Government health departments traced the bacteria to New South Wales melon grower Rombola Family Farms.
“Sales are only getting a bit better now,” Mr Weeks said.
“It could take between two and five years for it to fully recover.”
It is hoped the orange Candy, whose flesh and taste resembles that of a rockmelon, will pique consumers’ taste for the melon and provide a lifeline for struggling melon growers across the country.
Because rockmelon is an annual fruit, Produce Marketing Association technology manager Richard Bennett said growers could “rapidly transition to the new variety”.
“I think there’s a big opportunity for growers to get a head start,” Mr Bennett said.

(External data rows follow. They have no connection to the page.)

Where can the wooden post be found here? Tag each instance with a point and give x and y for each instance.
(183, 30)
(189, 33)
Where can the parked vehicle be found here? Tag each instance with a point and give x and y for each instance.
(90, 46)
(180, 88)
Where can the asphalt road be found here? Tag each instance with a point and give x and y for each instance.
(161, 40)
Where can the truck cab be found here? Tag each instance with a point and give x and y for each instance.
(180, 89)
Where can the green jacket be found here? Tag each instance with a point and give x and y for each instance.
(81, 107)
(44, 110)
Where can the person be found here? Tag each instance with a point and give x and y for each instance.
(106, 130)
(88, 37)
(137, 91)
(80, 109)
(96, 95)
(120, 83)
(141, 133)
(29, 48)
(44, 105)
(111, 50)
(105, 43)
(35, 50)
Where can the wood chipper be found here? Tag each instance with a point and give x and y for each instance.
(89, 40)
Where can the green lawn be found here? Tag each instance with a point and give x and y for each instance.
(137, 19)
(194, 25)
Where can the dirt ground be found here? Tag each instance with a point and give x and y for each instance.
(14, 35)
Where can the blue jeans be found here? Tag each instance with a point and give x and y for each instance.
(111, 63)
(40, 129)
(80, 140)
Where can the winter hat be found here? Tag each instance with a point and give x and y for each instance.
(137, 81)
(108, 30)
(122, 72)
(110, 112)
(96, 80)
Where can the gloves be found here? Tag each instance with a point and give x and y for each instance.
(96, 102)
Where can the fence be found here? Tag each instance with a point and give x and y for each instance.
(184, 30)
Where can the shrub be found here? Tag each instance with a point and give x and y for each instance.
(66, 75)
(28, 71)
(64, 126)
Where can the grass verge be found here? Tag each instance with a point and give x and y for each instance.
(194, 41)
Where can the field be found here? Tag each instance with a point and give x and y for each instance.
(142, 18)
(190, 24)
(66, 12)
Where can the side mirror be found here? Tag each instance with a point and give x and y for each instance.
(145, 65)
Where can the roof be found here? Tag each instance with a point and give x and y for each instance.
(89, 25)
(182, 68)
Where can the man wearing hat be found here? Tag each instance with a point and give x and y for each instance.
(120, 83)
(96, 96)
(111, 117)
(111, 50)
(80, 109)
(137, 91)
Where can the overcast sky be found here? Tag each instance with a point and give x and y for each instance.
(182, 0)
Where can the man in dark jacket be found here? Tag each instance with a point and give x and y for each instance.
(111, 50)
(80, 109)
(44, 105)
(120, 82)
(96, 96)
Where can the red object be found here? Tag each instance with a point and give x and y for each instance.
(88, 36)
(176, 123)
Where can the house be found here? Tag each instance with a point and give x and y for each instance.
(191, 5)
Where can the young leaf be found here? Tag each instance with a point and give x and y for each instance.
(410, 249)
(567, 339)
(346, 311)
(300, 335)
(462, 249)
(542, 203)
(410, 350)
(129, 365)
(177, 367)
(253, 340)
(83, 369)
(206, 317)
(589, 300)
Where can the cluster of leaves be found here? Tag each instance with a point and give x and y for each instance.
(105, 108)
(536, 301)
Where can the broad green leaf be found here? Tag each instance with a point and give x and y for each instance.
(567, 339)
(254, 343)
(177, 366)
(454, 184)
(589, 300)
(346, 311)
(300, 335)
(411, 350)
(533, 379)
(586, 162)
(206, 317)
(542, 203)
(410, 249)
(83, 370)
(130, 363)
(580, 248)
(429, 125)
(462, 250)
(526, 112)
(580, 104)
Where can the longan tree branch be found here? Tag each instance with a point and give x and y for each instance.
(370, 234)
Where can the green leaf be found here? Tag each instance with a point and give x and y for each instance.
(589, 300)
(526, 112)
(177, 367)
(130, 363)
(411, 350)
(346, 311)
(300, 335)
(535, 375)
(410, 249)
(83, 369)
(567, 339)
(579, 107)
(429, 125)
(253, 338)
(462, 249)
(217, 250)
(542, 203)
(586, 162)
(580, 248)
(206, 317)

“While there is no substitution for good sanitisation and cleaning of contact surfaces in pack houses, a rockmelon with a smooth skin will give everyone a good start.”
Mr Weeks estimated cut rockmelon sales were down between 45 and 65 per cent, while grower losses were “unquantifiable”.
“It could be between $20 and $50 million. This one-off, isolated incident at a particular farm affected growers across the country,” he said, adding many of the growers whose fruit he sold would not be planting the melon again.
Last week Hort Innovation launched an initiative to help the struggling industry get back on its feet by bolstering food safety procedures at melon farms. across the country.
New South Wales Department of Primary Industries staff will visit every grower and packing shed to review current practices, and a “best practice” guide will be developed and disseminated among growers as part of the assistance package.
DPI lead researcher Sukhvinder Pal Singh said the pathway to recovery depended on rebuilding consumer confidence in the fruit.
“This requires a collaborative and consistent approach underpinned by the supply of safe fruit to consumers,” Dr Singh said.
Staff are now visiting farms in Queensland and Western Australia.
SMOOTH START: Lind & Sons wholesaler David Weeks in front of his Orange Candy stand at Hort Connections 2018.